Managers have an important role: stay away. Enable the process, provide support, demand compliance, but never use the inspections as a way to evaluate people. This is all about the code, and nothing else.

Managers must always ensure the team uses inspections and all of the other processes even when the delivery date looms near. Can you imagine getting on a plane, walking in the door, only to overhear the pilot say to the co-pilot: "We're running late today; let's skip the pre-takeoff checklist." What amateurs! Management can't let the threat of a schedule dismember proper processes . . . which, after all, shorten delivery times.

Inspections inspire plenty of debate, but few who have looked at the data doubt their importance.

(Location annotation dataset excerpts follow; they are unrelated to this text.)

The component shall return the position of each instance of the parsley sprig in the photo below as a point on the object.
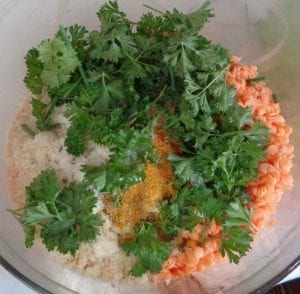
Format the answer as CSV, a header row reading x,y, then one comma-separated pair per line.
x,y
116,82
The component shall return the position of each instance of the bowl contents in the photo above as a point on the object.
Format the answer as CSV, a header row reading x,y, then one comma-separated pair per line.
x,y
147,151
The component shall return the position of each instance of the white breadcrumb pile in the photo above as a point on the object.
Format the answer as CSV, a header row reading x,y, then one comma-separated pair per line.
x,y
27,157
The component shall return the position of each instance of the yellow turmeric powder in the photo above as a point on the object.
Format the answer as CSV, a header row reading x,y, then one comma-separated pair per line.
x,y
141,199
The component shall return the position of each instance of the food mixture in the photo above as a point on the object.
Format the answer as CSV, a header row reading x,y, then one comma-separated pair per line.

In today's agile world some advocate a less formal approach, though all buy into the many-brains-is-better-than-one theory. For an example of lighter-weight reviews see http://www.methodsandtools.com/archive/archive.php?id=66.

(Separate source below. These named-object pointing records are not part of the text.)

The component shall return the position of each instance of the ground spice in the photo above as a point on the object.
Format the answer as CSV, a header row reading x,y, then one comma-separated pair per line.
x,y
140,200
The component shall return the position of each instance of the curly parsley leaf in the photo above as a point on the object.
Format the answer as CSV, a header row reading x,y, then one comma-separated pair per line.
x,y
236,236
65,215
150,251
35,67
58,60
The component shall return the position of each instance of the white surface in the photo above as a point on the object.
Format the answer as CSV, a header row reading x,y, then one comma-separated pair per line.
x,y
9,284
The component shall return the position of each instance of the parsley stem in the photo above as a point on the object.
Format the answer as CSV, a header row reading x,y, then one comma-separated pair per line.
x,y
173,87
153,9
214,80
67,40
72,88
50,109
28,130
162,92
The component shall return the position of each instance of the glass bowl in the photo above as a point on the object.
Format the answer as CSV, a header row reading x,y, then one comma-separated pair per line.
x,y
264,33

The agile community buys into inspections. As Kent Beck wrote in eXtreme Programming Explained: "When I first articulated XP, I had the mental image of knobs on a control board. Each knob was a practice that from experience I knew worked well. I would turn all the knobs up to 10 and see what happened. I was a little surprised to find that the whole package of practices was stable, predictable, and flexible." One of those knobs is code inspections, embodied in XP's pair programming.

The most complete work on inspections is Software Inspection, by Tom Gilb and Dorothy Graham (Addison-Wesley, 1993, ISBN 978-0201631814). It's a great cure for insomnia. Or consider Peer Reviews in Software, by Karl E. Wiegers (Addison-Wesley, 2001, ISBN 978-0201734850). Written in an engaging style, rather like the Microsoft Press books, it's an accessible introduction to all forms of inspections, covering more than the traditional Fagan versions. One of my favorite books about inspections is a free one available from SmartBear Software called Best Kept Secrets of Peer Code Review (www.smartbearsoftware.com).

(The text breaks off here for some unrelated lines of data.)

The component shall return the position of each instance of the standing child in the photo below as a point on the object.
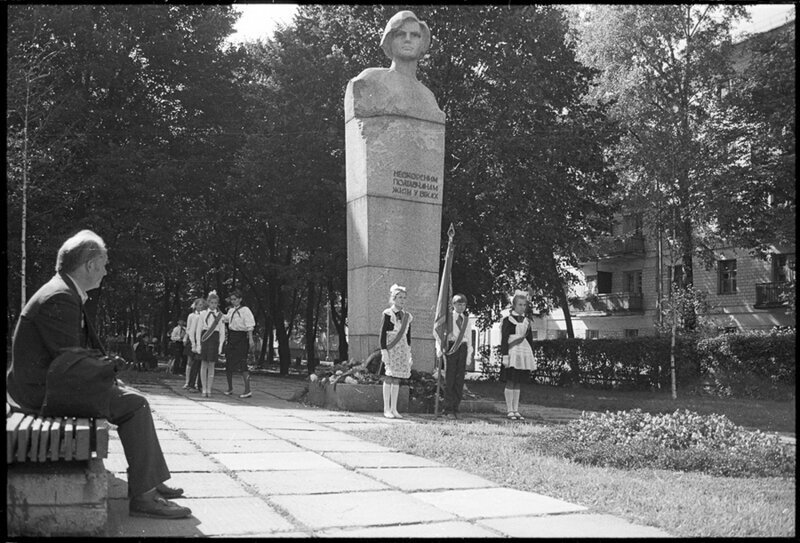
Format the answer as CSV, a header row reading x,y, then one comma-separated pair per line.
x,y
210,336
395,349
459,350
240,323
516,346
192,322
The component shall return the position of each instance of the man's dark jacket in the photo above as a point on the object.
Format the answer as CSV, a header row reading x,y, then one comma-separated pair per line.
x,y
51,320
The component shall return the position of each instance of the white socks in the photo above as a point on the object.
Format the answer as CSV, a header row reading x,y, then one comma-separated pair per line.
x,y
395,394
387,395
390,395
509,394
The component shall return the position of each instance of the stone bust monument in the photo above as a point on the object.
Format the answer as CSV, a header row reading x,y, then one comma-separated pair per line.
x,y
395,90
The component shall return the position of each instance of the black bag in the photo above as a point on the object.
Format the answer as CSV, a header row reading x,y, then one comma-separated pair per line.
x,y
79,383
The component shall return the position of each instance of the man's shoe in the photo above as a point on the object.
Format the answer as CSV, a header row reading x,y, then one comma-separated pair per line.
x,y
169,492
157,508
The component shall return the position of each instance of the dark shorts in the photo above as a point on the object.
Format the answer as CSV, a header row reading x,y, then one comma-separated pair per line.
x,y
236,351
209,349
513,375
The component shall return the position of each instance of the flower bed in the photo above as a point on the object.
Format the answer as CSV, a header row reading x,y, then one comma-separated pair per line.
x,y
681,441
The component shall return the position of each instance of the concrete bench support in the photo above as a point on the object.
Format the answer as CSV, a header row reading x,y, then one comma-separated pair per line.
x,y
57,498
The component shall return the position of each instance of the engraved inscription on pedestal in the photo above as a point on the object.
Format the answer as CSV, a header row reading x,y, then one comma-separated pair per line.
x,y
394,134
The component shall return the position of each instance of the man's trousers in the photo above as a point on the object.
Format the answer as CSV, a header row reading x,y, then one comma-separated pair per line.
x,y
456,368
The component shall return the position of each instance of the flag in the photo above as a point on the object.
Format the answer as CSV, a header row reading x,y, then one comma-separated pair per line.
x,y
443,323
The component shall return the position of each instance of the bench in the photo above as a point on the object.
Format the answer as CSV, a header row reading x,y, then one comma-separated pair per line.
x,y
56,480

Then there's Software Inspection: An Industry Best Practice by Bill Brykczynski (Editor), Reginald N., Jr. Meeson (Editor), David A. Wheeler (Editor), IEEE Press, 1996, ISBN 978-0818673405. Unhappily it's out of print but used copies are usually available on Amazon. The book is a collection of papers about successful and failed inspections. But it, but don't read it. When I can't stand the thought of yet another inspection I pull it off the shelf and read one paper at random. Like a tent revival meeting it helps me get back on the straight and narrow path.

Inspections yield better code for less money. You'd think anything offering that promise would be a natural part of everyone's development strategy. But few embedded groups use any sort of disciplined inspection with regularity. The usual approach is to crank some code, get it to compile (turning off those annoying warning messages) and load the debugger. Is it any surprise projects run late and get delivered loaded with bugs?

But consider this: why do we believe (cue the choir of angels before uttering these sacred words) open-source software is so good? Because with enough eyes, all bugs are shallow.

Oddly, many of us believe this open-source mantra with religious fervor but reject it in our own work.